The opinion of the court was delivered by: PETER K. LEISURE
The plaintiff and counterclaim defendant Riddell Sports Inc., ("Riddell") along with the other counterclaim defendants (collectively, "counterdefendants") moves the Court to dismiss counts VII through XI of defendant and counterclaim plaintiff Frederic H. Brooks' ("Brooks"), and counterclaim plaintiff Connecticut Economics Corporation's ("CEC") (collectively, "counterplaintiffs") counterclaims, pursuant to Fed. R. Civ. P. 12(b)(6) and 8(a)(2). For the reasons stated below, counterdefendants' motion is granted in part, and denied in part.

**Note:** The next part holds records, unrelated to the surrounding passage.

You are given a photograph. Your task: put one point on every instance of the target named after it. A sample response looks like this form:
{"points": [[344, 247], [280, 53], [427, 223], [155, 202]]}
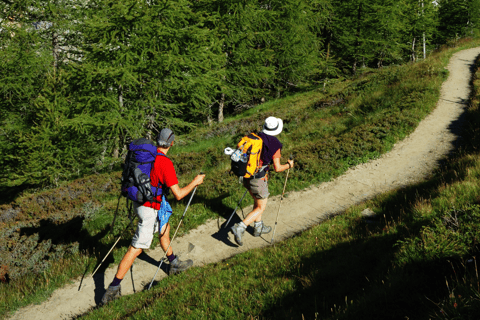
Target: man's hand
{"points": [[290, 162]]}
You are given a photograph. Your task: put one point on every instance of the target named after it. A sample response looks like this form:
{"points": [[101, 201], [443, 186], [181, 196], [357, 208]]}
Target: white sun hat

Brooks is the former president and chief operating officer of Riddell. Riddell commenced the instant action against Brooks on October 9, 1992. Subsequent to the commencement of this action, Riddell amended its complaint three times. The Third Amended Complaint was filed on or about March 7, 1994, and Brooks served his answer, counterclaims, and third-party claims on or about March 30, 1994.
Riddell, inter alia, asserts that a fraudulent conveyance claim brought against it by the Creditor's Committee of MacGregor Sporting Goods, Inc. was instigated by Brooks. Memorandum of Law in Opposition to Counterclaim Defendants' Motion to Dismiss Count VII through XI of the Counterclaims Pursuant to Fed. R. Civ. P. Rule 12(b)(6) ("Counterplaintiff Mem.") at 3. Counterplaintiffs contend that since October 1992, Riddell has withheld approximately $ 350,000 in compensation owed to CEC, induced its subsidiaries to dishonor the terms of employment agreements between them and Brooks, induced the commencement of a securities fraud action against Brooks, impled Brooks as a third-party defendant in a class action against Riddell, and endeavored to impair Brooks' ability to obtain employment in the sporting goods industry. Counterplaintiff Mem. at 3. As a consequence, counterplaintiffs brought a number of counterclaims against plaintiff and the other counterdefendants.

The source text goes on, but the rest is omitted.